Published on February 24, 2009 at 1:54pm

Born Stefan Murphy, Dublin-based The Mighty Stef is the latest in the long line of wayward Irish poet-rockers that stretches back to Thin Lizzy's Phil Lynott and the Pogues' Shane MacGowan. But don't take our word for it — since 2006, Stef has been managed by Frank Murray, who also guided Thin Lizzy's career (and co-wrote "The Boys are Back in Town") and continues to handle MacGowan's affairs.
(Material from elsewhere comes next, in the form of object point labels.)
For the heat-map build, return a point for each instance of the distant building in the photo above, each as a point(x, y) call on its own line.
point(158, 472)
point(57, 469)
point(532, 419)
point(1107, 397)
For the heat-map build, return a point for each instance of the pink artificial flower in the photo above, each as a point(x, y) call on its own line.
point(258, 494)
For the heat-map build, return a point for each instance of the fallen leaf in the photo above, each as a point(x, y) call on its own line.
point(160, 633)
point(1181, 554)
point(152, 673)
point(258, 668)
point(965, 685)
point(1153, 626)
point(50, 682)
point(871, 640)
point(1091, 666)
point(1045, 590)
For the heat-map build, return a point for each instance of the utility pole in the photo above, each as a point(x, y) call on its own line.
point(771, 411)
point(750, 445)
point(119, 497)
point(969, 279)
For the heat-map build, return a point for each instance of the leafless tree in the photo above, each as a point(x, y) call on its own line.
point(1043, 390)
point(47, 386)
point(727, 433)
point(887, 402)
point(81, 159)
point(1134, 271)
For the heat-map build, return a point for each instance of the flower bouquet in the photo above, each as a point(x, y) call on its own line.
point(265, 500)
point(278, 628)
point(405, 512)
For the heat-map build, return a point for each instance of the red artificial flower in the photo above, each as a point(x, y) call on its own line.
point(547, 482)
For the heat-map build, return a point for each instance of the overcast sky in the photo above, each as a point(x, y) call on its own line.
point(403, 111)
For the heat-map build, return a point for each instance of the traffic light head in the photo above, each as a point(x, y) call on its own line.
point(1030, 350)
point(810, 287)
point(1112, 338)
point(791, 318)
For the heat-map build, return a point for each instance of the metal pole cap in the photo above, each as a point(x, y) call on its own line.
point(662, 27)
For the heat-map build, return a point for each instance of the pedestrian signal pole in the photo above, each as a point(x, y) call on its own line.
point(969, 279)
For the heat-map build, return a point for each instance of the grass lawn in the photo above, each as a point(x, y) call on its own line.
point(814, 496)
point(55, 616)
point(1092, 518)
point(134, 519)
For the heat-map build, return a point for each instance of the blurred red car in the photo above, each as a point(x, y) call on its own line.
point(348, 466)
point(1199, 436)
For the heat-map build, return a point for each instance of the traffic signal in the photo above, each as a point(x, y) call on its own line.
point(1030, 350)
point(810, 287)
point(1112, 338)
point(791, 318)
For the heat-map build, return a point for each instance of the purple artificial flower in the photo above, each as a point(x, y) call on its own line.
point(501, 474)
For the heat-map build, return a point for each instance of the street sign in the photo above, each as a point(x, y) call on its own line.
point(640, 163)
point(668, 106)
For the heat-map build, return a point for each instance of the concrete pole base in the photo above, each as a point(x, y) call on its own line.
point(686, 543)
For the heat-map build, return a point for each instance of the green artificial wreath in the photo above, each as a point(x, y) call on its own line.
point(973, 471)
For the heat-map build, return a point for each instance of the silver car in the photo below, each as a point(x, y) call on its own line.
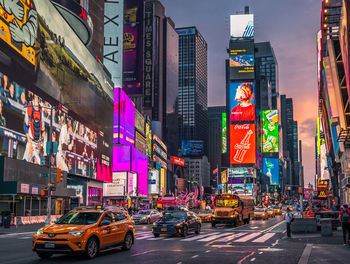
point(146, 216)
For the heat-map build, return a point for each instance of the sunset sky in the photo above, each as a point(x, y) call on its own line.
point(290, 26)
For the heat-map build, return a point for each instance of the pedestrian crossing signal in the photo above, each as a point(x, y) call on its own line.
point(59, 177)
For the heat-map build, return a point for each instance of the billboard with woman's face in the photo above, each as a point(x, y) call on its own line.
point(242, 101)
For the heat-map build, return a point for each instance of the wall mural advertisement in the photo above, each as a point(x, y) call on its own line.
point(271, 170)
point(242, 26)
point(224, 133)
point(124, 119)
point(242, 144)
point(242, 102)
point(269, 131)
point(242, 60)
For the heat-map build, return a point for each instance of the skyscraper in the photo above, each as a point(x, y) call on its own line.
point(193, 85)
point(266, 73)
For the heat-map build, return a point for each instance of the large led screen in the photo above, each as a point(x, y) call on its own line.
point(241, 60)
point(192, 147)
point(269, 131)
point(242, 26)
point(224, 133)
point(242, 144)
point(242, 101)
point(271, 170)
point(124, 119)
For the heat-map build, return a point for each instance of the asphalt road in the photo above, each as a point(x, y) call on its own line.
point(258, 242)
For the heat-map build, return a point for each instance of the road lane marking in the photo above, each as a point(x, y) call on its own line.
point(228, 238)
point(306, 254)
point(198, 237)
point(264, 238)
point(207, 239)
point(248, 237)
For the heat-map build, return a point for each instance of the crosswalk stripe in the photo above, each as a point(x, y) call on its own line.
point(156, 238)
point(234, 236)
point(207, 239)
point(198, 237)
point(246, 238)
point(263, 238)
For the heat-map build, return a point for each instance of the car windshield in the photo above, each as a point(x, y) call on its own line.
point(79, 218)
point(177, 215)
point(144, 212)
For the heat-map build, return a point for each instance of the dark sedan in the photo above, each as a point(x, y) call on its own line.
point(177, 222)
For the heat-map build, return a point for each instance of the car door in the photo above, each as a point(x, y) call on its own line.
point(106, 230)
point(121, 226)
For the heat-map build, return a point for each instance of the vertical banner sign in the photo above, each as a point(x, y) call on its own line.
point(148, 55)
point(113, 40)
point(224, 133)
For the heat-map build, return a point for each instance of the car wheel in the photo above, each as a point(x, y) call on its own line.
point(127, 241)
point(184, 231)
point(44, 255)
point(91, 248)
point(198, 229)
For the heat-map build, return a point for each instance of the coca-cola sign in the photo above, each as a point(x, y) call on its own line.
point(242, 144)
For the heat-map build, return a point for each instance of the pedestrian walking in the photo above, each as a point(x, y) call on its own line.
point(344, 217)
point(288, 217)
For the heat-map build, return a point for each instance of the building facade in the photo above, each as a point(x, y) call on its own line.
point(193, 86)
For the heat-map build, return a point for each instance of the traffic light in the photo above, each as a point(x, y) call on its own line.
point(44, 193)
point(59, 175)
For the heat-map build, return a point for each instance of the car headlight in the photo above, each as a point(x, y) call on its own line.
point(76, 233)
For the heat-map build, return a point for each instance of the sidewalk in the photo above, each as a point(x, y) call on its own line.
point(20, 229)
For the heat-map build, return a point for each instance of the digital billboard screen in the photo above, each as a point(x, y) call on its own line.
point(224, 133)
point(124, 119)
point(242, 101)
point(241, 60)
point(242, 26)
point(269, 131)
point(271, 170)
point(192, 147)
point(242, 144)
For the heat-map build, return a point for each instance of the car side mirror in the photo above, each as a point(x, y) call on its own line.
point(105, 222)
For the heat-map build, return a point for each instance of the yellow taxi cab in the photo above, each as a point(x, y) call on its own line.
point(270, 212)
point(205, 215)
point(87, 231)
point(260, 213)
point(277, 210)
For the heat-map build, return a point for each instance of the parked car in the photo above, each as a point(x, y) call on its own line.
point(146, 216)
point(177, 223)
point(85, 231)
point(260, 213)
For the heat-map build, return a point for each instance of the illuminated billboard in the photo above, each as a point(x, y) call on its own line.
point(241, 60)
point(242, 144)
point(271, 170)
point(192, 147)
point(242, 26)
point(224, 133)
point(124, 119)
point(242, 101)
point(269, 131)
point(132, 46)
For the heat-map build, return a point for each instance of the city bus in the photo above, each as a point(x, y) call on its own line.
point(232, 209)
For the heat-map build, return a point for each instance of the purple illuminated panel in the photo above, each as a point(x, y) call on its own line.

Small wonder, then, that MacGowan surfaces to duet on Townes Van Zandt's "Waitin' Around to Die" on Stef's new album 100 Midnights, a slurry, mostly acoustic ­gospel-influenced gypsy carnival that belongs on the same shelf as Tom Waits, Billy Bragg and Nick Cave. "Waitin'," with ex-TVZ guitarist Phillip Donnelly on slide, isn't the only Houston-connected song on Midnights, either: "Russian Roulette" pays tribute to the late, great Johnny Ace, the Memphis R&B crooner who famously (and, most people believe, accidentally) shot himself in front of his girlfriend and Big Mama Thornton backstage at the old City Auditorium on Christmas night 1954. No reason to wait until Stef returns for SXSW to crack that bottle of Powers, then — but please, son, don't take your guns to town.